How a Joke About Dating Went Viral in San Francisco
A San Francisco artist posted ten flyers advertising a relationship recruitment campaign that collected over 2,000 applications before being revealed as satire. The project combined physical flyers wi

How a Joke About Dating Went Viral in San Francisco
Just ten flyers posted on street poles in San Francisco resulted in more than 2,000 people filling out an application form. It turned out to be a piece of performance art—a joke about the city's dating culture and how easily things spread on the internet.
Danielle Egan, an artist who previously worked at the tech company LinkedIn, created the campaign as satire. The flyers directed people to an online form asking for personal details and asking who wanted to join a "breeding pool." The joke was intentional, but many people submitted the form anyway, apparently unsure whether it was serious. WIRED reported that Egan later revealed the whole thing was satirical commentary on her blog.
Who She Is
Egan works in San Francisco's experimental art scene. In 2023, she created a fake steakhouse restaurant in New York that operated for just one night. She also helped organize a city-wide scavenger hunt called Pursuit that ran twice in San Francisco. Her background mixes traditional tech jobs with artistic projects at the intersection of technology and culture.
Why It Spread
The campaign combined two simple ingredients: ten physical flyers placed around the city, and a digital form that collected responses online. The form was built using Notion, a free productivity tool. Through social media sharing, thousands of people ended up seeing and responding to the flyers.
Whether people genuinely misunderstood the satire, or whether they knew it was a joke and participated anyway, remains unclear. Egan described it as "obvious satire," though the 2,000+ responses suggest the message was not obvious to everyone.
What This Reveals
The broader context here is interesting. San Francisco has a high concentration of people who work in technology and experiment with alternative ways of living and dating. It's also a city where many social interactions happen through online applications—whether for jobs, housing, or dating apps. The flyers hit at the intersection of these things.
One other thing worth noting: in the digital age, people still respond to something they see physically posted in their neighborhood. The flyers gave the whole project a sense that it was real and local, which purely online campaigns often lack.
How It Happened
The technical side of this was straightforward. Egan and her team used basic tools—a free online form, physical printed flyers, and social media—to create something that reached thousands of people. This is a useful reminder that you don't need complex or expensive technology to make something go viral. What matters more is understanding your audience and what will catch their attention.
The Bigger Picture
Looking back at what happened, this campaign offers a few lessons about how ideas spread on the internet today. First, mixing physical and digital approaches works better than relying on only one. Second, when something goes viral and gets shared widely, the original context often gets lost—people see the flyers without understanding the joke, or see a screenshot without explanation.
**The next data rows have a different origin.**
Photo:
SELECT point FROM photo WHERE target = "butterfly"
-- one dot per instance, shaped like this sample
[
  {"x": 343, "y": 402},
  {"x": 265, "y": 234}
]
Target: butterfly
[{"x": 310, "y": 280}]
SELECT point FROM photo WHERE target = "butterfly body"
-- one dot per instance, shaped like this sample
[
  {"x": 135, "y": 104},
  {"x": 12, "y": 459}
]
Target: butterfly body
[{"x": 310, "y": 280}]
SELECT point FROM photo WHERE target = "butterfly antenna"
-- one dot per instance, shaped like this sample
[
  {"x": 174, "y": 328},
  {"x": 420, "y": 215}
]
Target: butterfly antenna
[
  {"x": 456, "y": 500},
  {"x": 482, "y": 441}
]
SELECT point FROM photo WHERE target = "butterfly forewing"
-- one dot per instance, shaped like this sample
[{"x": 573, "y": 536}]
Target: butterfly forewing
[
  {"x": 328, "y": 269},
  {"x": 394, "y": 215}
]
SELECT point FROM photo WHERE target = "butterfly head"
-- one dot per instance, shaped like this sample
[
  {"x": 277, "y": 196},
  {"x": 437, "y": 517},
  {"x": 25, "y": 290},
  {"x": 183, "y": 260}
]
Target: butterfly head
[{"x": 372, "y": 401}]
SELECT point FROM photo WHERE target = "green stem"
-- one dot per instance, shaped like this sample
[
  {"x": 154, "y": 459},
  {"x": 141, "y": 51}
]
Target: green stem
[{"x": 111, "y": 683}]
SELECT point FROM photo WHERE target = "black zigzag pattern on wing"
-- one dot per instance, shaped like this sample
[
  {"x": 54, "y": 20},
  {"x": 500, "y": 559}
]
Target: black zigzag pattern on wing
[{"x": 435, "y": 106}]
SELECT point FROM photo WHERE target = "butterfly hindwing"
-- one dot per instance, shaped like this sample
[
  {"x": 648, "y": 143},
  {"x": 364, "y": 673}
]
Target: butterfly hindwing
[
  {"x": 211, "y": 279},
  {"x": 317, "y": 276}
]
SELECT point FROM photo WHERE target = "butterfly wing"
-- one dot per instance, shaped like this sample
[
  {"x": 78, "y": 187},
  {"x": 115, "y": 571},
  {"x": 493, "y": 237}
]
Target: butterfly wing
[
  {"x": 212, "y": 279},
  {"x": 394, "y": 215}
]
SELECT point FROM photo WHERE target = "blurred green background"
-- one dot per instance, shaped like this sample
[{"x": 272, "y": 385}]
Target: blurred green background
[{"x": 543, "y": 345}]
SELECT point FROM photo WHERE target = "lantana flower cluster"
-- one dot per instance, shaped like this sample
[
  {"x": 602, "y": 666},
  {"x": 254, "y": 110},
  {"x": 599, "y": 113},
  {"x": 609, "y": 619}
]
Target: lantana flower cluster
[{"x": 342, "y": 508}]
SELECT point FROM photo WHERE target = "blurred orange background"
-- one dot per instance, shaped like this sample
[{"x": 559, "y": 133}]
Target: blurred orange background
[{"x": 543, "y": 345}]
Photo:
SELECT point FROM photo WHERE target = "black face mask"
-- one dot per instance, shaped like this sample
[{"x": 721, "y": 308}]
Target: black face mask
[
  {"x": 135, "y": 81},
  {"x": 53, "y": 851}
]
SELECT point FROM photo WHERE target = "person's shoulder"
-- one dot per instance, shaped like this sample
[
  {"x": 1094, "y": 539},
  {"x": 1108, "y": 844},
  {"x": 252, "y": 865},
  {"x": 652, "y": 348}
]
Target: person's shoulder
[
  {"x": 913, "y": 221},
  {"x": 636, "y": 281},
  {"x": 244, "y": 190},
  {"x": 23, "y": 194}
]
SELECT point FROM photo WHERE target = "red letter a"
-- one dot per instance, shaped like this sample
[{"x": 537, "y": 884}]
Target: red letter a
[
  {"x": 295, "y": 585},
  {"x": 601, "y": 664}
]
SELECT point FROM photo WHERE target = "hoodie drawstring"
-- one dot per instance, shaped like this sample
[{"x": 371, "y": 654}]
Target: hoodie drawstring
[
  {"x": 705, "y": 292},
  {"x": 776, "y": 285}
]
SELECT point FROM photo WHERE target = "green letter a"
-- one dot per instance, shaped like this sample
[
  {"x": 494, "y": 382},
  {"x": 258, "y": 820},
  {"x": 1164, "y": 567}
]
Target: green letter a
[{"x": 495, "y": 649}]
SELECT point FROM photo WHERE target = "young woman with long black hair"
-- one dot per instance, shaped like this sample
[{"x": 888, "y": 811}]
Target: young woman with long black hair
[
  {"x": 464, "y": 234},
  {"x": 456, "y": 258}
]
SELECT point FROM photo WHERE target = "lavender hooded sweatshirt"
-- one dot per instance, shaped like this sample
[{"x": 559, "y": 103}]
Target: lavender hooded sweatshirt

There's also a genuine question here about what the response reveals. The fact that 2,000 people applied suggests there's real interest, at least in San Francisco, in finding alternative ways to meet and form connections. That demand exists whether the original campaign was a joke or not.
For anyone watching how internet culture works and spreads, this is an instructive case. A small group of people with a simple idea, basic technology, and knowledge of their local community managed to reach thousands and spark conversations about dating, technology, and city culture. The satire worked as intended in the end—it got people talking about what it means that they responded in the first place.